Umfrage: Ausbau von Energiespeichern hat höchste Priorität, gefolgt von Netzanschluss und Ausstieg aus fossilen Energieträgern. Sorge um ablehnende Haltung der Bevölkerung.
Manager sehen Skepsis als Hindernis der Energiewende

Laut einer neuen Umfrage betrachten viele Manager die Skepsis in Teilen der deutschen Bevölkerung als Hindernis für die Energiewende. Die befragten Unternehmen sehen den Ausbau von Energiespeichern als höchste Priorität beim Umbau der Energieversorgung in diesem Jahr, gefolgt vom Netzanschluss und dem Ausstieg aus fossilen Energieträgern. Diese Informationen wurden am Mittwoch von der Münchner Baywa r.e. veröffentlicht, einem großen Entwickler von Ökostromkraftwerken. Im Dezember wurden 2500 Manager aus fünf verschiedenen Wirtschaftszweigen in Deutschland, Frankreich, Italien, Großbritannien und Spanien befragt – jeweils 500 aus jedem Land, gleichmäßig aufgeteilt zwischen mittelständischen Unternehmen und Großunternehmen.

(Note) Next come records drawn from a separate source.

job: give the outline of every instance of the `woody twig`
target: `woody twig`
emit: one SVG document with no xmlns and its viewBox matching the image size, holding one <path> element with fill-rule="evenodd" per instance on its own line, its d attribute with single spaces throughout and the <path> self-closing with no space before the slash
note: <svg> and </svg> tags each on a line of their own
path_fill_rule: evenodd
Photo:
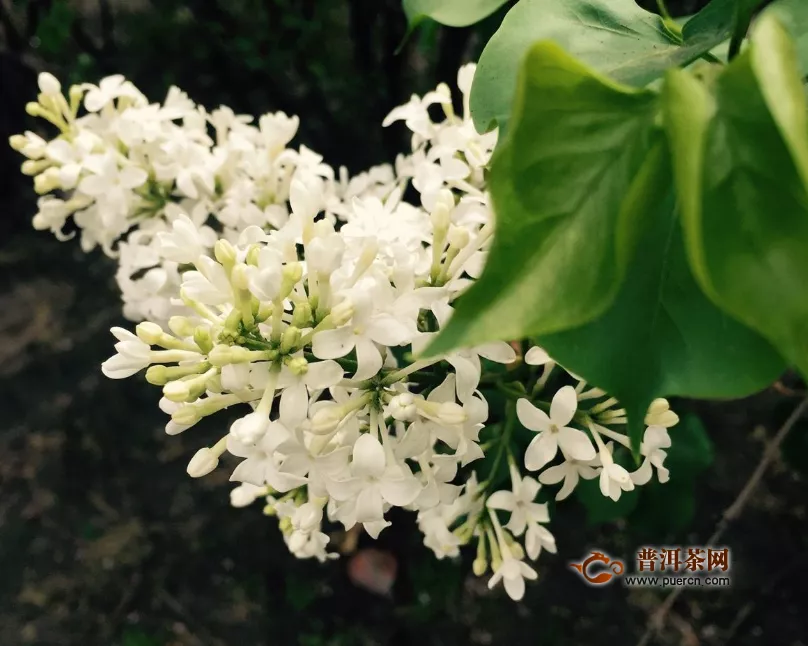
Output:
<svg viewBox="0 0 808 646">
<path fill-rule="evenodd" d="M 783 443 L 783 440 L 785 440 L 788 433 L 791 431 L 800 417 L 802 417 L 806 409 L 808 409 L 808 398 L 805 398 L 802 400 L 802 402 L 800 402 L 799 406 L 792 411 L 788 419 L 783 423 L 777 433 L 775 433 L 771 442 L 769 442 L 768 446 L 766 447 L 766 450 L 763 452 L 760 462 L 758 462 L 757 467 L 755 467 L 755 470 L 749 477 L 749 480 L 747 480 L 743 489 L 741 489 L 740 493 L 732 504 L 727 507 L 726 510 L 724 510 L 724 513 L 721 515 L 721 520 L 718 521 L 718 525 L 716 525 L 713 535 L 707 541 L 709 545 L 714 545 L 717 543 L 724 535 L 724 532 L 727 530 L 730 523 L 732 523 L 732 521 L 737 519 L 743 513 L 749 499 L 752 497 L 752 494 L 755 492 L 755 489 L 757 489 L 761 479 L 765 475 L 766 470 L 780 453 L 780 445 Z M 643 636 L 638 642 L 637 646 L 648 646 L 648 644 L 651 643 L 651 638 L 662 630 L 668 613 L 684 590 L 684 587 L 673 590 L 665 598 L 659 608 L 652 613 L 648 620 L 648 625 L 645 632 L 643 633 Z"/>
</svg>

28 Prozent der Führungskräfte in Deutschland nannten fehlende Unterstützung aus der Bevölkerung als größte Hürde für die Energiewende, während 27 Prozent Lieferkettenprobleme beklagten und 26 Prozent mangelnde Verfügbarkeit erneuerbarer Energien nannten. Als dringlichste Aufgaben wurden der Ausbau der Kapazitäten für Energiespeicherung von 22 Prozent genannt, sowie der Netzanschluss und der Abschied von fossilen Brennstoffen von jeweils 21 Prozent.
Gemäß der Umfrage ist die Besorgnis über eine ablehnende Haltung der Bevölkerung bei deutschen Managern sogar stärker ausgeprägt als bei ihren Kollegen in den vier anderen Nationen: Weltweit stand die unzureichende Verfügbarkeit von grüner Energie an erster Stelle der Sorgenliste, gefolgt von bürokratischen Hürden.

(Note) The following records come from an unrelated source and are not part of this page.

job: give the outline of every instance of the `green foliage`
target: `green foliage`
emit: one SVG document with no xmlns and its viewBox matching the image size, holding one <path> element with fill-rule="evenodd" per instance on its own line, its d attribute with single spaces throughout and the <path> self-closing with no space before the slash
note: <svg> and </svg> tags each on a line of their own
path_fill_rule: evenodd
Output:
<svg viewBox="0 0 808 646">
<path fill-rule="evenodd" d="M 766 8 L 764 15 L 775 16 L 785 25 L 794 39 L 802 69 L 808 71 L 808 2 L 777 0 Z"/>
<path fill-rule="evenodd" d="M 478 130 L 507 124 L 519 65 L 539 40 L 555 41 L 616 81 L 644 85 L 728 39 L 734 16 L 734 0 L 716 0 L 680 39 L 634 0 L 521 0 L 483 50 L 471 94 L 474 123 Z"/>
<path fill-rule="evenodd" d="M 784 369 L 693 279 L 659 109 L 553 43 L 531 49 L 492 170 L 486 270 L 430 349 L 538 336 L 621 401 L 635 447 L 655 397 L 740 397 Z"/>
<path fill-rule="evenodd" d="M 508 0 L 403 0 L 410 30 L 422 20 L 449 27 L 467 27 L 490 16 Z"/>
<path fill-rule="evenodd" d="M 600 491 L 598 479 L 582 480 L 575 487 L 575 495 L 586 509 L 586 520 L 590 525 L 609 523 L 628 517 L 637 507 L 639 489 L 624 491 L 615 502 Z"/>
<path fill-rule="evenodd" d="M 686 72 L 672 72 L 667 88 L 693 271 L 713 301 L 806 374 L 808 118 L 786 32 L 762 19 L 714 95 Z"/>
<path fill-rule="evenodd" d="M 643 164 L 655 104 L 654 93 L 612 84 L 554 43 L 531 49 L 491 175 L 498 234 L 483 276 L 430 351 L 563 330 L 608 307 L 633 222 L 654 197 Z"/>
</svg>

Der Bau großer Energiespeicher, der in der Umfrage angesprochen wurde, ist aufgrund des Ungleichgewichts in der deutschen Stromversorgung zu einem Thema geworden: Da in Süddeutschland mittlerweile wesentlich mehr Strom verbraucht wird als produziert wird, sind die Kosten und der technische Aufwand zur Stabilisierung der Stromnetze gestiegen: Im Jahr 2022 beliefen sich die Kosten für das sogenannte „Engpassmanagement“ laut Bundesnetzagentur auf über vier Milliarden Euro.
Großbatterien sollen überschüssigen Ökostrom speichern und als kurzfristig einsetzbare Puffer Netzüberlastungen ausgleichen. Nach Einschätzung der Befürworter würde das sowohl Milliardenkosten sparen als auch den Bedarf an Stromerzeugung in Gaskraftwerken verringern, die vor allem im Süden bisher Engpässe im Netz ausgleichen.

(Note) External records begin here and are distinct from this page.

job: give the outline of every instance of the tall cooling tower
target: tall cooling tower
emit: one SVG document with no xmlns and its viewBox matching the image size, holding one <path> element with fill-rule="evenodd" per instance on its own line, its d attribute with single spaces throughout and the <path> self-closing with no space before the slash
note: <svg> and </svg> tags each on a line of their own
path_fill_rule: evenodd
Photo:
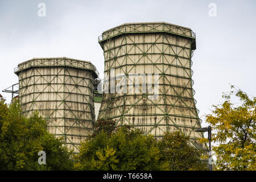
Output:
<svg viewBox="0 0 256 182">
<path fill-rule="evenodd" d="M 95 67 L 67 57 L 34 58 L 19 64 L 14 72 L 23 114 L 39 111 L 49 132 L 64 136 L 68 148 L 78 152 L 77 146 L 92 134 L 95 121 Z"/>
<path fill-rule="evenodd" d="M 98 42 L 105 90 L 98 118 L 158 138 L 179 130 L 204 148 L 195 131 L 201 126 L 192 89 L 193 31 L 165 22 L 125 23 L 104 32 Z"/>
</svg>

«Wir benötigen Batteriespeicher, um das Potenzial der erneuerbaren Energiequellen voll ausschöpfen zu können, sagte Julian Gerstner, Leiter des Speichergeschäfts bei der BayWa r.e. Im Dezember hatte die Bundesregierung Eckpunkte einer «Speicherstrategie» vorgelegt. Das Münchner Unternehmen plant und baut große Solarparks, ist aber auch im Energiehandel und im Speichergeschäft tätig und hat von daher ein Eigeninteresse an der Energiewende.